Sur le plan financier, le bus en site propre est beaucoup moins cher que le tramway, et bien sûr que le métro : de 5 à 10 millions d'euros du kilomètre pour le bus, de 30 à 40 millions pour le tramway, de 100 à 150 pour un métro, selon le GART. Mais le strict calcul de rentabilité, fondé sur la comparaison entre le coût et la fréquentation attendue, n'est plus le seul à intervenir. "Tous les paramètres économiques et urbains sont en interaction", souligne M. Ventejol, qui rappelle que l'idée a refait surface après un certain nombre de "déboires" nés de l'implantation de bus en site propre : pour la population, "tout cet espace pour un simple bus, ce n'était pas terrible", résume-t-il. Quant au métro, son effet améliorateur sur l'environnement urbain est a priori moins important que celui du tramway. D'autres considérations, plus subjectives, jouent encore en faveur du tram. Le vieillissement de la population accentue ce que M. Huchon appelle le "syndrome de l'enfermement" du métro, lié pour l'essentiel aux problèmes d'insécurité.

Le tramway, lui, bénéficie de sa circulation en surface, mais aussi de son habitacle transparent. Tous les nouveaux tramways, et ce n'est pas un hasard, illustrent une tendance plus générale qui consiste, résume M. Huchon, à "faire des bulles de verre sur roues".

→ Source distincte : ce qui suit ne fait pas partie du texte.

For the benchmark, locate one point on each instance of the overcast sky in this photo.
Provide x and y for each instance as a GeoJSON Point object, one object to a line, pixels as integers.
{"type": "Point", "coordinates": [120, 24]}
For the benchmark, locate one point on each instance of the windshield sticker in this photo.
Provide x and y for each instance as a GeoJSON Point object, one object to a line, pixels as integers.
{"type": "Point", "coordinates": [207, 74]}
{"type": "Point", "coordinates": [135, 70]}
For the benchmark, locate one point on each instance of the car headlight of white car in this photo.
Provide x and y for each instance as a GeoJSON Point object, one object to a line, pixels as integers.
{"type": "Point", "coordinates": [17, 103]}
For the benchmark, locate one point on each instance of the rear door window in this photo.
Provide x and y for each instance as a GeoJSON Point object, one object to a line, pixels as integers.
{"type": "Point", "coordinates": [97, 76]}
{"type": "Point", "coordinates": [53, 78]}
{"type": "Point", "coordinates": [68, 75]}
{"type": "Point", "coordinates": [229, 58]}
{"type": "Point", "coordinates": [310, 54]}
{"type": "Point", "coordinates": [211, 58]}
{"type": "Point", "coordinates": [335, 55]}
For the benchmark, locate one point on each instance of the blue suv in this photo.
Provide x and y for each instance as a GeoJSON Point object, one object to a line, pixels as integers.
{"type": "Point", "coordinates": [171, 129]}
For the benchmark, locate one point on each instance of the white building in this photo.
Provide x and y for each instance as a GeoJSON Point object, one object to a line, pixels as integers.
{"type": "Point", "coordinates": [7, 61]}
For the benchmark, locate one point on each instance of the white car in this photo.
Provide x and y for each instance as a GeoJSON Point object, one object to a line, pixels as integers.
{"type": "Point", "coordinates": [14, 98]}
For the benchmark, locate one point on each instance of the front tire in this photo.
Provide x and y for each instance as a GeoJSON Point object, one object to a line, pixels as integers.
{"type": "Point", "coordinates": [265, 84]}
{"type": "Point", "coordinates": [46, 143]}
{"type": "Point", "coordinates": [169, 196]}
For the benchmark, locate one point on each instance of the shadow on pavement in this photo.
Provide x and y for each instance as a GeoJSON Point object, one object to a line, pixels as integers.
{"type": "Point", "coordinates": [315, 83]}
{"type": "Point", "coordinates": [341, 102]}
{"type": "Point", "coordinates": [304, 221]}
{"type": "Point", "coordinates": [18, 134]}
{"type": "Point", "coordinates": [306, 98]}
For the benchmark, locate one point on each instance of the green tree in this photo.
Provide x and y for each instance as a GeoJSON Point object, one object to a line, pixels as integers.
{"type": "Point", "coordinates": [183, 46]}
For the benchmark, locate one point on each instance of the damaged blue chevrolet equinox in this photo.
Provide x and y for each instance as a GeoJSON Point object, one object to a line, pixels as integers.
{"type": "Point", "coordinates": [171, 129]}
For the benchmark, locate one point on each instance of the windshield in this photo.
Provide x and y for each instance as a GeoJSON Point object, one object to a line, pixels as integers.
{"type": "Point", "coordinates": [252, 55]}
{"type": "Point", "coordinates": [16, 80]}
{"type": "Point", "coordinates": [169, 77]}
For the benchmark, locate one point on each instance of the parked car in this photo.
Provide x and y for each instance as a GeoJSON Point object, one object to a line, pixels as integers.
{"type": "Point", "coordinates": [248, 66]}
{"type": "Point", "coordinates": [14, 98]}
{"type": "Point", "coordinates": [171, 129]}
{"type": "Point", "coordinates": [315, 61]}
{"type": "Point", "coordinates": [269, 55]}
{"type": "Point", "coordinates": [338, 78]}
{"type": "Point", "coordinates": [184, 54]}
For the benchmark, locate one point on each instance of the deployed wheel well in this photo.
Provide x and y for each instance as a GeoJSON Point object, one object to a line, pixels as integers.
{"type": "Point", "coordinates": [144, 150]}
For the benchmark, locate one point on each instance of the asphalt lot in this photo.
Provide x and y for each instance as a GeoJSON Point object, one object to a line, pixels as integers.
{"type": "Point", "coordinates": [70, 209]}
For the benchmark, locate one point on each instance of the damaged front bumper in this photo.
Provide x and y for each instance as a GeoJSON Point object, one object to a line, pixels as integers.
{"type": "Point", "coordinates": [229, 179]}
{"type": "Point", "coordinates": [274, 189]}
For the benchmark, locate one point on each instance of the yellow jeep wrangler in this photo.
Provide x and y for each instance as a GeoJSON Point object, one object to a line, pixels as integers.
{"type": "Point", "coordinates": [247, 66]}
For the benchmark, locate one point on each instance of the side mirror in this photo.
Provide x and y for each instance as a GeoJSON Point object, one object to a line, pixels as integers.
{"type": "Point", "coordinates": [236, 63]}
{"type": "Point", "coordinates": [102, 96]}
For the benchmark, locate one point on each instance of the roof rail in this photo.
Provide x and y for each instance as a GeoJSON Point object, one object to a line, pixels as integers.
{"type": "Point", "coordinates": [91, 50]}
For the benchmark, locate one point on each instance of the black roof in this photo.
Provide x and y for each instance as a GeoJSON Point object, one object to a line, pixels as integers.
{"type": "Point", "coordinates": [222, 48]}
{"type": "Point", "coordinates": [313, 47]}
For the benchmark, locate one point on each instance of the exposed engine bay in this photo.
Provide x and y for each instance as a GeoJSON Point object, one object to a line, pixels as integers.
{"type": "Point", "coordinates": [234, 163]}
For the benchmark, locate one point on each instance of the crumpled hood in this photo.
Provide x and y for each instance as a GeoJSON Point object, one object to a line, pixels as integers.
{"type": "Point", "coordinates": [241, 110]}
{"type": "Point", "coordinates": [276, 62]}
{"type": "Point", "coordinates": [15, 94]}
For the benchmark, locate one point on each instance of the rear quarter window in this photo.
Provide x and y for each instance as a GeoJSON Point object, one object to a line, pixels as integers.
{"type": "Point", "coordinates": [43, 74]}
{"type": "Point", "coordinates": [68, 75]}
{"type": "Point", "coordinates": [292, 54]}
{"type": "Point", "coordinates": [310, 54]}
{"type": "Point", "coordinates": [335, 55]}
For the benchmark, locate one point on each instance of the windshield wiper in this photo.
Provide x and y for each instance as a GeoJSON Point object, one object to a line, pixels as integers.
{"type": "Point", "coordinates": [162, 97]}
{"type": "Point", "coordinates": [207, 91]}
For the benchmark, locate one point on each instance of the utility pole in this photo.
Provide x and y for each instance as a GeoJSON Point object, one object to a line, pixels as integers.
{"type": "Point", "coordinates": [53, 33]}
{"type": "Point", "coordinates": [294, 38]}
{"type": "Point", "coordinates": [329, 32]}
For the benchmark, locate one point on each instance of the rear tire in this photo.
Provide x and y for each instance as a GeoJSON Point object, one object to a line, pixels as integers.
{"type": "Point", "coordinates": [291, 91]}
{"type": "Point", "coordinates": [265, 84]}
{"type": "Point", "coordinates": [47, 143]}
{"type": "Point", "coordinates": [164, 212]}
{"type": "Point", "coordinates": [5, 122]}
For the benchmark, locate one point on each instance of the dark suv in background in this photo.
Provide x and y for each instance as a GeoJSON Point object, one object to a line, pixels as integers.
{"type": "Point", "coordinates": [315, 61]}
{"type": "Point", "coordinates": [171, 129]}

Pour autant, le tram n'est pas la panacée. Ainsi, dans l'optique d'une nouvelle infrastructure pour la petite couronne parisienne, l'idée de la RATP était plutôt celle d'un tramway. Mais les études ont montré que, notamment dans le Val-de-Marne, topographie et géographie urbaine ne s'y prêtaient pas. Elles ont renvoyé au "Métrophérique" proposé par la Régie. De même, souligne M. Destot, un tram, destiné plutôt aux "axes lourds", doit être connecté de façon efficace à d'autres modes de transports. Or la France, à la différence de ses voisins, "ne sait pas faire, ou fait mal" l'intermodalité.

Le retour du tramway ne signe d'ailleurs pas, même à court terme, la fin de l'évolution des transports en commun. En liaison avec le Syndicat des transports d'Ile-de-France (STIF) désormais géré par les élus, la RATP réfléchit à des bus en site propre, porteurs de la même qualité d'insertion urbaine que le tramway.

De son côté, d'ici un an et demi à deux ans, M. Huchon espère introduire en grande banlieue, cette fois en coopération avec un industriel privé, un moyen de transport très original dans le paysage français : des bus d'une taille et d'une capacité plus imposantes et surtout "à services multiples". Ils permettraient d'effectuer, tout en voyageant, diverses opérations de la vie courante : achat de billets de train, réservation de spectacles…

La périphérie de l'Ile-de-France, qui ne verra jamais ni métro ni tramway, et où la voiture est aujourd'hui reine, pourrait ainsi entrer, elle aussi, dans le nouvel âge du transport collectif.